Arbitrary trade-offs between cost and probability to goal and heuristic search algorithm in probabilistic planning under the GUBS criterion

  • Gabriel Nunes Crispino USP
  • Valdinei Freire USP
  • Karina Valdivia Delgado USP

Abstract


Stochastic Shortest Path Markov Decision Processes (SSP-MDPs) are used to model probabilistic sequential decision problems where the objective is to minimize the expected accumulated cost to goal.
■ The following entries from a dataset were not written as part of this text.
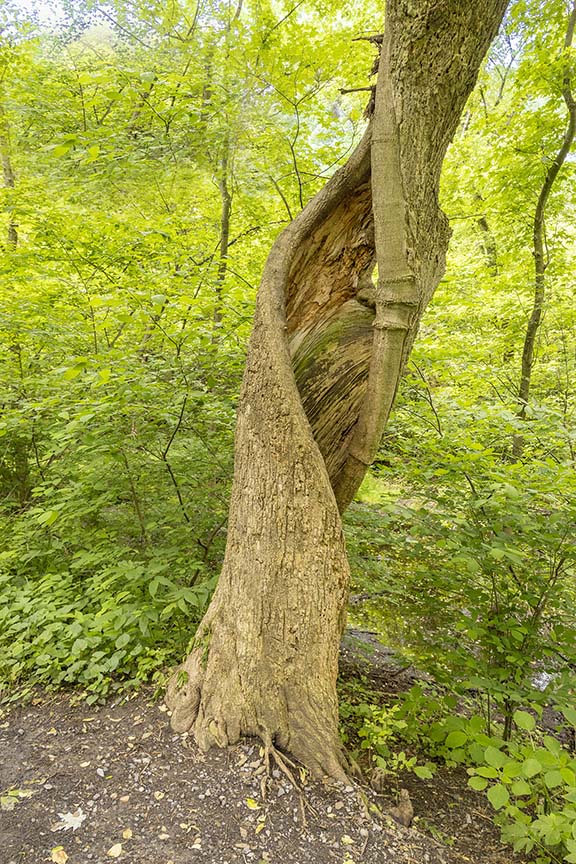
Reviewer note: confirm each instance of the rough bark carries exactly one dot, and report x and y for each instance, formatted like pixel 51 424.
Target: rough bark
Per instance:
pixel 323 366
pixel 539 238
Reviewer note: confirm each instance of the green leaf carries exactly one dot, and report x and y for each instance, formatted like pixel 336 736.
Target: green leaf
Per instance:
pixel 520 787
pixel 495 757
pixel 498 796
pixel 456 739
pixel 92 153
pixel 553 779
pixel 524 720
pixel 531 767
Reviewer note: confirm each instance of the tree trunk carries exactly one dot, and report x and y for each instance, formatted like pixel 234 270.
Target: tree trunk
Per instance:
pixel 324 360
pixel 539 238
pixel 8 174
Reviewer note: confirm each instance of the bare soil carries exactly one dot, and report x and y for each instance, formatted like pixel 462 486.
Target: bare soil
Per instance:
pixel 89 785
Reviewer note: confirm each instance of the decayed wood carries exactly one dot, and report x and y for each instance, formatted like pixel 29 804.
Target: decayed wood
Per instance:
pixel 264 660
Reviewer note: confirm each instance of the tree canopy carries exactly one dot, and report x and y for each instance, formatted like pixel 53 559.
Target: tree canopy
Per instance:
pixel 151 155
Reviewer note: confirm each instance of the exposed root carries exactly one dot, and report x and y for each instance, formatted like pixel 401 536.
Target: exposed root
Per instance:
pixel 281 761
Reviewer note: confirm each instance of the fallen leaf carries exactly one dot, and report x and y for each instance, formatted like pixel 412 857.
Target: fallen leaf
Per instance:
pixel 69 821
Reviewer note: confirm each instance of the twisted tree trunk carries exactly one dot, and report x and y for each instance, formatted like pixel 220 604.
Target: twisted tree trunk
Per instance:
pixel 323 366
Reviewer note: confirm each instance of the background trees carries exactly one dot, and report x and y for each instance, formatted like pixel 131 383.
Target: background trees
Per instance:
pixel 118 386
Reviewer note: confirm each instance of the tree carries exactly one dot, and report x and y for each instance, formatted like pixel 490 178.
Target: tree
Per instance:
pixel 324 361
pixel 541 252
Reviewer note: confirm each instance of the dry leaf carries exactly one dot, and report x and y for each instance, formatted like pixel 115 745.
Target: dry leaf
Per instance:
pixel 69 821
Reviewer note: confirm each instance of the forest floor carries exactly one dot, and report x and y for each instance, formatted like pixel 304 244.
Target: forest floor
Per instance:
pixel 89 785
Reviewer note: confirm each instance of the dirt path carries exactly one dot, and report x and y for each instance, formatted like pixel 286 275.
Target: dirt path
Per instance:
pixel 140 794
pixel 90 785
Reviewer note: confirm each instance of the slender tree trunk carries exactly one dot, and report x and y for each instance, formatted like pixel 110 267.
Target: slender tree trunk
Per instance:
pixel 539 237
pixel 8 174
pixel 225 215
pixel 324 361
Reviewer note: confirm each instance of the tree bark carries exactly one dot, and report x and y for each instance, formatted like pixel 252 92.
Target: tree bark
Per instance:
pixel 324 360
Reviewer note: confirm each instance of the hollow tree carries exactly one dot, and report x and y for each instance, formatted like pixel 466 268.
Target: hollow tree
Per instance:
pixel 323 366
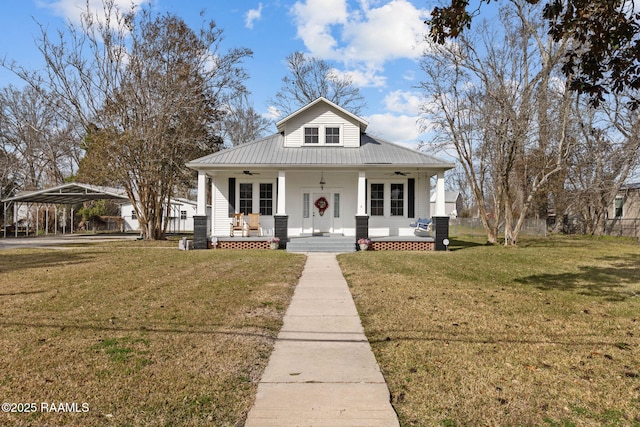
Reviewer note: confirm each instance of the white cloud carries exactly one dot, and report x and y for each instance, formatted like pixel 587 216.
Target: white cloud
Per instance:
pixel 314 20
pixel 365 77
pixel 395 128
pixel 403 102
pixel 370 35
pixel 252 16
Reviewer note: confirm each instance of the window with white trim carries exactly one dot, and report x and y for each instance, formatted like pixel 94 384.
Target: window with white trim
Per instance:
pixel 377 200
pixel 397 199
pixel 618 204
pixel 246 198
pixel 332 135
pixel 266 199
pixel 311 135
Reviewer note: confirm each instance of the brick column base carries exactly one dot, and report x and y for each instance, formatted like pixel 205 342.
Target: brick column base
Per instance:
pixel 362 228
pixel 200 240
pixel 441 228
pixel 281 229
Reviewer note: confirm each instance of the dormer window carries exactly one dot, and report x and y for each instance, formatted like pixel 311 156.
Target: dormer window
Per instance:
pixel 311 135
pixel 332 135
pixel 323 135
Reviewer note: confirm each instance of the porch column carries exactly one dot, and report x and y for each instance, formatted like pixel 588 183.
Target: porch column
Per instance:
pixel 440 220
pixel 362 219
pixel 202 194
pixel 282 194
pixel 200 240
pixel 213 200
pixel 362 194
pixel 440 198
pixel 281 219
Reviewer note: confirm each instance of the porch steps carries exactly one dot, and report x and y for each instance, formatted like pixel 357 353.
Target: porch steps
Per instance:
pixel 326 243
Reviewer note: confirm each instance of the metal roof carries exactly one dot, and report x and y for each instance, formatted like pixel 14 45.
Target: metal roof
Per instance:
pixel 270 151
pixel 71 193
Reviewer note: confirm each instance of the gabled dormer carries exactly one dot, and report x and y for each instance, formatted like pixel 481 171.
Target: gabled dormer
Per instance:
pixel 322 124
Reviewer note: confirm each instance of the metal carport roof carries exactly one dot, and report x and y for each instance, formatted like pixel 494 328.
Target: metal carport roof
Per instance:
pixel 68 194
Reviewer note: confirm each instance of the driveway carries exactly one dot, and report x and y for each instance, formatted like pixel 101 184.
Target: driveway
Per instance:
pixel 60 240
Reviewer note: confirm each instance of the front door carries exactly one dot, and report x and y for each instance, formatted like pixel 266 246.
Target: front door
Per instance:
pixel 321 212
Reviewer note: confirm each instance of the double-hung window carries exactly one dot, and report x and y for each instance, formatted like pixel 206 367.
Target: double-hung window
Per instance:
pixel 246 198
pixel 377 200
pixel 332 135
pixel 618 204
pixel 311 135
pixel 397 199
pixel 266 199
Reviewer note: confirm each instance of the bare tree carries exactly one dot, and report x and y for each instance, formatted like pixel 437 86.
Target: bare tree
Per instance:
pixel 311 78
pixel 608 152
pixel 497 99
pixel 42 145
pixel 242 123
pixel 602 57
pixel 147 91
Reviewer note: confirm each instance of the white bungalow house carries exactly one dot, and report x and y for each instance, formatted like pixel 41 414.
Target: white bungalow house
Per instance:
pixel 320 174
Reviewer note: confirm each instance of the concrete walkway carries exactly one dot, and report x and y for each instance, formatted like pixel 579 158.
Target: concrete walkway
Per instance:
pixel 322 371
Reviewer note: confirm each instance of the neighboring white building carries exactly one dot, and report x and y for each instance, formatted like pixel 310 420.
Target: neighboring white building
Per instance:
pixel 180 216
pixel 321 173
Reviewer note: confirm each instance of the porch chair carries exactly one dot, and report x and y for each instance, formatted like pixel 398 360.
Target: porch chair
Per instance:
pixel 253 224
pixel 237 223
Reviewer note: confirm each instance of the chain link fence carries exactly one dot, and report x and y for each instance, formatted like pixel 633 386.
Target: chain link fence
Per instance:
pixel 538 227
pixel 473 227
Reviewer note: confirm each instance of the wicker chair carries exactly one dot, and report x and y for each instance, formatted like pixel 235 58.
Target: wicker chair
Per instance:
pixel 237 223
pixel 253 224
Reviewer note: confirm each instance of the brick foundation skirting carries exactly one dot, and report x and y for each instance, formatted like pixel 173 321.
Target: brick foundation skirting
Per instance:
pixel 402 246
pixel 244 245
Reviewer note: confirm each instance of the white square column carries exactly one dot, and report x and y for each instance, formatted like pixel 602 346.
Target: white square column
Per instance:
pixel 201 209
pixel 362 194
pixel 440 196
pixel 282 194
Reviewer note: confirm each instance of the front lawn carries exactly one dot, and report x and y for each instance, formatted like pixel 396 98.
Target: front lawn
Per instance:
pixel 138 334
pixel 545 334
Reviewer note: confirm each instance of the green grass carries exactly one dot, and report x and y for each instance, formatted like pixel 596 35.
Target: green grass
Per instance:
pixel 547 333
pixel 143 333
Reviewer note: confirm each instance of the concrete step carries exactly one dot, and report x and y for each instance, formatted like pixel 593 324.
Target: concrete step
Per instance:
pixel 321 244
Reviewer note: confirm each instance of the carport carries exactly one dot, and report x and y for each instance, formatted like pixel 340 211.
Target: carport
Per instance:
pixel 66 194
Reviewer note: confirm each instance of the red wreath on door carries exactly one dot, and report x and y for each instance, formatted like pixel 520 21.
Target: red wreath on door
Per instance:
pixel 322 204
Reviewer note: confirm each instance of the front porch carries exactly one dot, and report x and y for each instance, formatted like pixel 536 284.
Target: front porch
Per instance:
pixel 327 243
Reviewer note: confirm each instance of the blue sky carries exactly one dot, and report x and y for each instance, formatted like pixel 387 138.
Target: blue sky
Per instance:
pixel 378 42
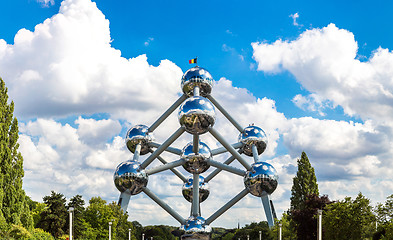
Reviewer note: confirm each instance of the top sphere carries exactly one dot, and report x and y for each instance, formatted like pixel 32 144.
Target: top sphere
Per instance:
pixel 197 115
pixel 139 134
pixel 253 135
pixel 197 76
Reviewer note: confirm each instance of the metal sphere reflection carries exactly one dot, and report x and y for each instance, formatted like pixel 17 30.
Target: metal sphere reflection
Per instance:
pixel 130 177
pixel 197 76
pixel 253 135
pixel 196 163
pixel 197 114
pixel 203 189
pixel 262 177
pixel 196 228
pixel 139 134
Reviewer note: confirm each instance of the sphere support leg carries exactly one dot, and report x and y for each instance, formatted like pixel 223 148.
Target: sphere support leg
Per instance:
pixel 268 209
pixel 195 195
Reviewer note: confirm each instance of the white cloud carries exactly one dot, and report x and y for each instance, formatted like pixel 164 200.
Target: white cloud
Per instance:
pixel 324 62
pixel 67 66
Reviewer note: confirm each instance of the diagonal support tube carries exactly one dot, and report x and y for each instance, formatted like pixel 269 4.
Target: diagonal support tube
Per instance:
pixel 175 171
pixel 137 152
pixel 167 112
pixel 225 113
pixel 224 208
pixel 195 195
pixel 165 167
pixel 168 149
pixel 163 146
pixel 229 148
pixel 223 150
pixel 226 167
pixel 165 206
pixel 255 153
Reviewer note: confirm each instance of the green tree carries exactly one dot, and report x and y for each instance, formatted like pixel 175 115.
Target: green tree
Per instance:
pixel 349 219
pixel 53 218
pixel 304 183
pixel 77 203
pixel 13 203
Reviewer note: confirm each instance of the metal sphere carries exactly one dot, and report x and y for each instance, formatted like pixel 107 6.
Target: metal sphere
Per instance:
pixel 130 177
pixel 196 163
pixel 262 178
pixel 253 135
pixel 139 134
pixel 203 189
pixel 197 114
pixel 196 228
pixel 197 76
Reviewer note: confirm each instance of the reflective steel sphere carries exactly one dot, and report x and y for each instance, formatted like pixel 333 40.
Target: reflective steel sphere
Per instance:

However, in the presence of dead-ends, this criterion can become ill-defined. GUBS, a criterion based on Expected Utility Theory that makes trade-offs between costs and probability-to-goal, was proposed to address these problems. The dissertation contains a comparison between GUBS and other related criteria for solving SSP-MDPs in the presence of dead-end states, and introduces theoretical definitions and results that show that GUBS, unlike these other criteria, allows for a trade-off between accumulated costs and probability-to-goal, and also guarantees arbitrary trade-offs that can be tuned from its parameters without previous knowledge of the problem. Also, this dissertation introduces eGUBS-AO*, an optimal heuristic search algorithm for solving the eGUBS criterion. As subproducts of this masters dissertation, α-MCMP, a new criterion, and UCT-GUBS, an algorithm for solving SSP-MDPs under the GUBS criterion, were also proposed.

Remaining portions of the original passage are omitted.